Так они шли не спеша в сторону Пушкинской, на свет ее редких фонарей, почти невидимые друг другу во всеохватной ночной мгле, и лишь по слегка дрожащему, а иногда и вообще прерывающемуся голосу Дорожкина Полторацкий мог представить себе недоуменно-обиженное выражение его лица. Семену Семеновичу скорее всего мнилось, что нарком труда чересчур прям и последователен и считает это своим достоинством, тогда как в иных случаях недурно взглянуть на события со всех точек зрения, и что вообще совершенно напрасно ему, Дорожкпну, толковать о необходимости твердости и решительности. Он это понимает вполне.

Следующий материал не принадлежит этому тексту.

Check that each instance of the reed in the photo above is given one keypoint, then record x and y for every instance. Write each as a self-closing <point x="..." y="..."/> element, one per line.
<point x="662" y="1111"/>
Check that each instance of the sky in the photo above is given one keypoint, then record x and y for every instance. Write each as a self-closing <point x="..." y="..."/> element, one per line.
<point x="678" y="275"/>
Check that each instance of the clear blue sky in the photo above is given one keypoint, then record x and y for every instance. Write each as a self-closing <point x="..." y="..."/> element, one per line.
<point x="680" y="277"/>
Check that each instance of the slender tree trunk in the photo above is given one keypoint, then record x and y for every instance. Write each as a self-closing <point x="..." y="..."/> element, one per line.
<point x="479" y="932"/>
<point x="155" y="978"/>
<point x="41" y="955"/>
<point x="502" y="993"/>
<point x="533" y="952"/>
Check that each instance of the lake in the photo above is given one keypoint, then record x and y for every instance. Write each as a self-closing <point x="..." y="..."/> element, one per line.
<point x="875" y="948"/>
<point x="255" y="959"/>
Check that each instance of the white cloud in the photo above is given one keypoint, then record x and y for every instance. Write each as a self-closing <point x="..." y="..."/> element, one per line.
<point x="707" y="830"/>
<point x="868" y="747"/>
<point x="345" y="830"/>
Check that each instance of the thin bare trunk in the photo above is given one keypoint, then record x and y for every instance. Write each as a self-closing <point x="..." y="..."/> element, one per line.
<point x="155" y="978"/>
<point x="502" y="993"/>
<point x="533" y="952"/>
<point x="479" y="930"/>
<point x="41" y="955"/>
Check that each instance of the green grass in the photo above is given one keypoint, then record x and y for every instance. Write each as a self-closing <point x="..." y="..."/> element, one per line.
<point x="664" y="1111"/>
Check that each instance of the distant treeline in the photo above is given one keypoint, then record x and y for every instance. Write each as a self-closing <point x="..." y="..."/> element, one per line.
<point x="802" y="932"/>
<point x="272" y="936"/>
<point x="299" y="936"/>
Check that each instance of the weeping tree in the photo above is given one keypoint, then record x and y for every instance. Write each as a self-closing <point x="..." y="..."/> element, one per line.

Выйдя на Пушкинскую, они свернули налево, дошли до Хивинского проспекта, где Семен Семенович с Полторацким распрощался. В одиночестве двинулся Полторацкий дальше и только тут ощутил, что за сегодняшний день устал безмерно и сил у него осталось ровно настолько, чтобы добраться домой и заснуть каменным сном.
— Все дороги ведут к Николаю Евграфовичу, не так ли? — с ним рядом прозвучал уверенный голос.
Полторацкий оглянулся: тот самый, кого видел сегодня в Доме Свободы, в третьем ряду у окна… чье лицо, смуглое, с твердым подбородком показалось знакомым…
— Я замечаю, Павел Герасимович, вы затрудняетесь припомнить, где пересекались наши с вами пути. Тогда позвольте представиться: бывший подполковник, ныне служащий банка и одновременно преподаватель народногоуниверситета, ваш сосед по дому Павел Петрович Цингер.
— Да-да, — как мог сухо ответил Полторацкий, вспомнив, наконец, единственную, почти мгновенную встречу с соседом едва ли не в первый же вечер своего житья в доме у Савваитова и мысль, тогда же и промелькнувшую, — военный человек, судя по выправке… белая гвардия…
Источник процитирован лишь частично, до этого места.